History steps of 3 to 5 were optimal for learning from past price trends.
LSTMs continue to struggle with this type of temporal data — especially when the data is smoothed or aggregated, as in this quarterly MA series.
Increased history steps: from 2429.75 (History=1, Train=60%) down to 1179.53 (History=5, Train=80%)
Increased training size
Why this worked: The 1BR price data is cyclical and smooth. RNNs benefitted from longer memory (history=5) to capture patterns like price dips and rebounds. Increasing the training set allowed better generalization without overfitting.
LSTM
Best configuration: History=5, Train=80%
Test RMSE: 11393.14
LSTM models consistently underperformed RNNs. For example:
History=1, Train=60%: LSTM Test RMSE = 14323.36 vs. RNN = 2429.75
History=3, Train=80%: LSTM Test RMSE = 6629.13 vs. RNN = 1260.64
Why this failed: LSTMs are more complex and require larger datasets. Here, they overfit to training data and failed to learn meaningful test patterns, resulting in flat predictions and poor test RMSE.
Two-Bedroom Units
SimpleRNN
Best configuration: History=3, Train=70%
Test RMSE: 587.17
Notable patterns:
History=3 was optimal across splits
Test RMSEs remained under 4000 for most configurations with history ≥ 3
Why this worked: Two-bedroom unit prices followed a long-term growth curve with leveling off near 2016–2017. History steps of 3–5 were sufficient to model this trajectory. The 70% split gave enough history without truncating the test window.
LSTM
Best configuration: History=5, Train=80%
Test RMSE: 4887.84
Most LSTM setups resulted in very high test RMSEs:
History=3, Train=60%: Test RMSE = 72077.13
History=5, Train=70%: Test RMSE = 75743.20
Why this failed: LSTMs again overfitted and underestimated trends. Some models predicted nearly flat lines in the test period, indicating they failed to extrapolate the underlying upward price curve.
Three-Bedroom Units
SimpleRNN
Best configuration: History=3, Train=80%
Test RMSE: 2233.07
Strong performers:
History=5, Train=80%: Test RMSE = 8292.40
History=3, Train=70%: Test RMSE = 5877.09
Why this worked: RNNs learned price growth and deceleration well when given sufficient history and training data. History=3 provided a balance between recent trend memory and model flexibility.
LSTM
Best configuration: History=3, Train=80%
Test RMSE: 2582.77
Stronger than LSTM results on 1BR and 2BR:
History=1, Train=60%: Test RMSE = 56725.48
History=5, Train=70%: Test RMSE = 14896.99
Why this worked (relatively): LSTMs performed better here, likely due to the more pronounced upward trend in 3BR unit prices post-2012. Still, SimpleRNN was more stable and accurate overall.
Final Takeaways
SimpleRNN consistently outperformed LSTM across all unit sizes, especially in smaller data regimes.

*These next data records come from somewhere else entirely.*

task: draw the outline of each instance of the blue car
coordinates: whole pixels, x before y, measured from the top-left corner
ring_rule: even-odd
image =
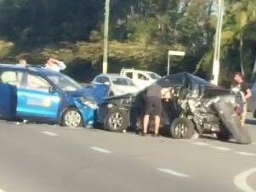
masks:
[[[0,65],[0,118],[93,127],[108,89],[105,85],[83,88],[43,68]]]

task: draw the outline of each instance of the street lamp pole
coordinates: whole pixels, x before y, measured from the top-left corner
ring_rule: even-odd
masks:
[[[105,0],[105,25],[104,25],[104,50],[103,50],[103,64],[102,72],[107,73],[108,67],[108,33],[109,33],[109,20],[110,20],[110,0]]]
[[[215,46],[214,46],[214,57],[213,65],[213,83],[218,85],[219,75],[219,58],[220,58],[220,48],[221,48],[221,31],[223,25],[223,15],[224,15],[224,1],[218,0],[218,23],[215,35]]]
[[[185,53],[184,51],[168,51],[168,67],[167,67],[167,75],[168,76],[170,74],[170,56],[184,56]]]

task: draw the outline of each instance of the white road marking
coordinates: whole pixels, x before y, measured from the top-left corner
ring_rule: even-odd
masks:
[[[179,172],[175,172],[174,170],[170,170],[170,169],[165,169],[165,168],[157,168],[158,171],[160,172],[163,172],[165,173],[170,174],[170,175],[174,175],[174,176],[177,176],[179,178],[189,178],[189,175]]]
[[[236,175],[234,178],[234,184],[236,186],[240,189],[242,191],[246,192],[256,192],[253,189],[252,189],[247,184],[247,178],[252,175],[253,173],[256,173],[256,167],[245,171],[238,175]]]
[[[52,132],[42,132],[42,133],[46,134],[46,135],[49,135],[49,136],[52,136],[52,137],[58,136],[58,134],[56,134],[54,133],[52,133]]]
[[[203,142],[193,142],[193,144],[200,145],[200,146],[208,146],[209,144]]]
[[[105,153],[105,154],[110,154],[110,153],[111,153],[111,151],[110,151],[110,150],[104,150],[104,149],[99,148],[99,147],[91,147],[91,149],[93,150],[98,151],[100,153]]]
[[[256,154],[253,153],[247,153],[247,152],[242,152],[242,151],[235,151],[236,154],[244,155],[244,156],[255,156]]]
[[[218,147],[218,146],[211,146],[211,148],[215,149],[215,150],[232,150],[232,149],[230,148],[227,148],[227,147]]]

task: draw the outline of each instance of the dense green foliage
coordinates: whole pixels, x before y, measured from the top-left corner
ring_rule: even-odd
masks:
[[[101,70],[104,6],[104,0],[1,0],[2,62],[42,63],[55,55],[77,78],[91,78],[88,71]],[[133,66],[164,75],[168,50],[174,49],[186,55],[171,57],[173,72],[209,77],[217,7],[215,0],[111,0],[110,72]],[[252,75],[255,29],[254,0],[225,0],[222,82],[230,71]]]

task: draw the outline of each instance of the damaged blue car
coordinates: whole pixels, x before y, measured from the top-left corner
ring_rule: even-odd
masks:
[[[0,118],[91,127],[108,89],[106,85],[83,88],[43,68],[0,65]]]

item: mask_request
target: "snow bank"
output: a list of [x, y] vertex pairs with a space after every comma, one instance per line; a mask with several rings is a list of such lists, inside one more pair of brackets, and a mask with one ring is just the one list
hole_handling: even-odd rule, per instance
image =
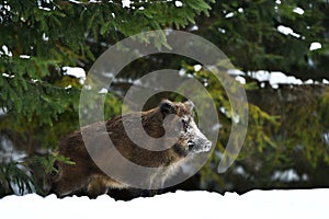
[[327, 218], [329, 189], [252, 191], [226, 193], [177, 192], [152, 198], [115, 201], [30, 194], [0, 199], [2, 218]]

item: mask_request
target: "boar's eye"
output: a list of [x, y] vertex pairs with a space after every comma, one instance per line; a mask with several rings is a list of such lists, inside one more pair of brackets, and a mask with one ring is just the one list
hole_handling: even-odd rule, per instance
[[182, 124], [183, 124], [184, 131], [186, 131], [189, 129], [189, 120], [182, 119]]

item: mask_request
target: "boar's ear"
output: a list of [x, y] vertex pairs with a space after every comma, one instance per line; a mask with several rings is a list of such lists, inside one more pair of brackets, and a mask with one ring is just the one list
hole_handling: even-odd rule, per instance
[[163, 115], [163, 118], [164, 118], [169, 114], [175, 114], [175, 106], [174, 106], [174, 104], [171, 101], [163, 100], [160, 103], [160, 111], [161, 111], [161, 113]]

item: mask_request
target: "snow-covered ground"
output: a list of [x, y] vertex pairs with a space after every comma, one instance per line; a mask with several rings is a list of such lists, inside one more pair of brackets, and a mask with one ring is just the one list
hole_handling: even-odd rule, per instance
[[177, 192], [151, 198], [115, 201], [30, 194], [0, 199], [1, 218], [328, 218], [329, 189], [252, 191], [245, 195], [207, 192]]

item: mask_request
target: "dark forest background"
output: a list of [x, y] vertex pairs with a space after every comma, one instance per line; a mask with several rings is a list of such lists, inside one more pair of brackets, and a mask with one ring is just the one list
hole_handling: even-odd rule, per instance
[[[232, 166], [219, 174], [232, 118], [225, 113], [230, 105], [224, 89], [207, 87], [222, 108], [215, 152], [195, 176], [169, 189], [328, 187], [328, 14], [326, 0], [134, 0], [129, 7], [101, 0], [1, 0], [0, 197], [47, 195], [47, 174], [56, 171], [53, 163], [67, 160], [56, 149], [63, 137], [79, 128], [82, 84], [64, 67], [88, 72], [116, 42], [166, 28], [191, 32], [218, 46], [240, 70], [249, 102], [243, 148]], [[151, 43], [161, 46], [166, 39]], [[132, 81], [154, 70], [178, 69], [212, 84], [211, 72], [195, 65], [163, 54], [132, 62], [106, 94], [105, 116], [121, 113], [117, 93], [124, 94]], [[313, 83], [273, 88], [256, 79], [260, 70]]]

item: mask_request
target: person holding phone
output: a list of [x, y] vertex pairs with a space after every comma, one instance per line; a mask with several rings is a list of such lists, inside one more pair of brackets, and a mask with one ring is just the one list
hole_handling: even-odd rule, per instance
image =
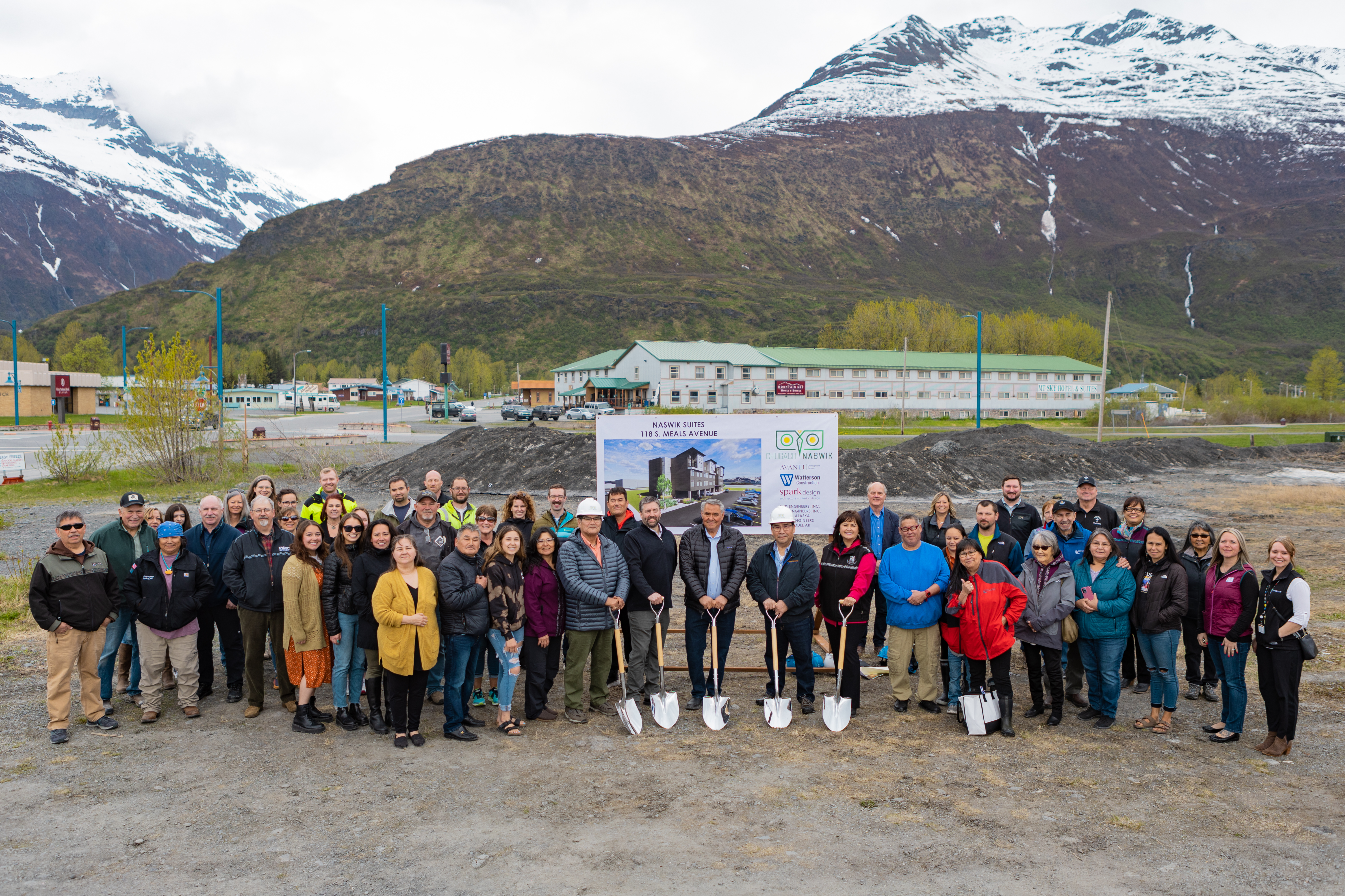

History steps of 3 or 5 were nearly always better than 1, suggesting that short-term memory is insufficient to learn housing trends.
LSTMs struggled due to overfitting and under-learning test patterns, often outputting flat or misaligned curves.
Optimal configurations involved a 70% or 80% training split with longer input sequences (history=3 to 5), which allowed models to generalize better on unseen data.